Consider 6x2 – 7x – 20
Let (ax +b) and (cx + d) be the two factors
Because the x2 coefficient is 6, we know that a * c = 6. There are four possible ways for this to occur:
1*6
2*3
3*2
6*1
Because the magnitude of the purely numeric value is 20, we know that b * d = 20 (ignoring the sign for now). There are six possible ways for this to occur:
1*20
2*10
4*5
5*4
10*2
20*1
Each combination of the first can go with any combination of the second, which leaves us with 4 * 6 possibilities. However, the last half are identical to the first half, with just the order changed, so we’re left with these 12 possibilities, listed here without commas instead of signs between the x and the numeric terms:
(x, 1) * (6x, 20)
(x, 2) * (6x, 10)
(x, 4) * (6x, 5)
(x, 5) * (6x, 4)
(x, 10) * (6x, 2)
(x, 20) * (6x, 1)
(2x, 1) * (3x, 20)
(2x, 2) * (3x, 10)
(2x, 4) * (3x, 5)
(2x, 5) * (3x, 4)
(2x, 10) * (3x, 2)
(2x, 20) * (3x, 1)
Instead of being forced to multiply all 12 factor pairs to see which gives us the result we want, we can IMMEDIATELY eliminate EIGHT out of TWELVE because one of the factors in them can be reduced: They are
(x, 1) * (6x, 20) right factor can be reduced by 2
(x, 2) * (6x, 10) right factor can be reduced by 2
(x, 5) * (6x, 4) right factor can be reduced by 2
(x, 10) * (6x, 2) right factor can be reduced by 2
(2x, 2) * (3x, 10) left factor can be reduced by 2
(2x, 4) * (3x, 5) left factor can be reduced by 2
(2x, 10) * (3x, 2) left factor can be reduced 2
(2x, 20) * (3x, 1) left factor can be reduced 2
This leaves us with
(x, 4) * (6x, 5)
(x, 20) * (6x, 1)
(2x, 1) * (3x, 20)
(2x, 5) * (3x, 4)
We know each of these combinations will give us the correct coefficients for our x2 and numeric terms, so let’s determine what ‘x’ coefficient each will provide. This is the sum or difference, depending on the sign, of the products of the outer and inner terms.

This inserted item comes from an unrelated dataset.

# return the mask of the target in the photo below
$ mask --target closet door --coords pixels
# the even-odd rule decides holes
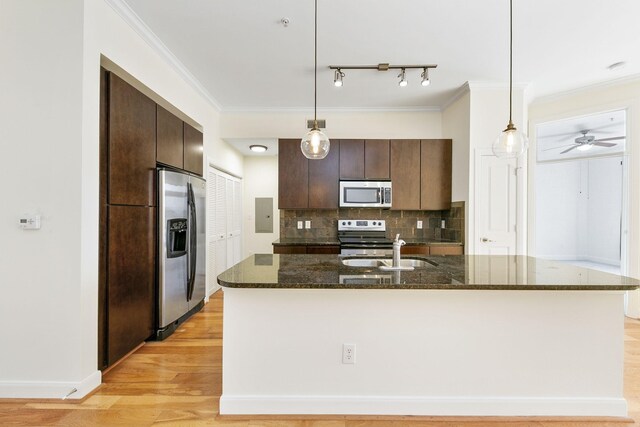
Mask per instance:
[[[215,199],[215,271],[216,276],[227,269],[227,179],[216,174]]]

Because our numeric result is negative (-20) we know the signs of the numeric terms in the factors must be opposites, so our ‘x’ coordinate will be the difference of the inner and outer products. Calculating these is very easy, considering we only have FOUR of TWELVE left.
|
Outer product |
Inner product |
Magnitude of Difference/ ‘x’ coefficient |
|
| (1x, 4) * (6x, 5) |
5 |
24 |
19 |
| (1x, 20) * (6x, 1) |
1 |
120 |
119 |
| (2x, 1) * (3x, 20) |
40 |
3 |
37 |
| (2x, 5) * (3x, 4) |
8 |
15 |
7 |
The only combination that gives us 7 as the x coefficient is the last one so all that’s left to do is determine which term has the negative sign and which has the positive.
(2x + 5) * (3x – 4) = 6x2 -8x + 15x – 20 = 6x2 + 7x – 20
(2x – 5) * (3x + 4) = 6x2 +8x – 15x – 20 = 6x2 – 7x – 20
The second pair contains the correct sign for our ‘x’ coefficient so our factors are:
(2x – 5) * (3x + 4)
To summarize: There is no simple way to factor a polynomial if its x2 term is not 1. If your first few guesses don’t work and you need a systematic approach, you can frequently eliminate more than half the possibilities by first reducing the polynomial so its terms have no common factors and then immediately eliminating all possible factors where either of them can be reduced.
Pretty interesting.
Do you have any other tips for factoring polynomials?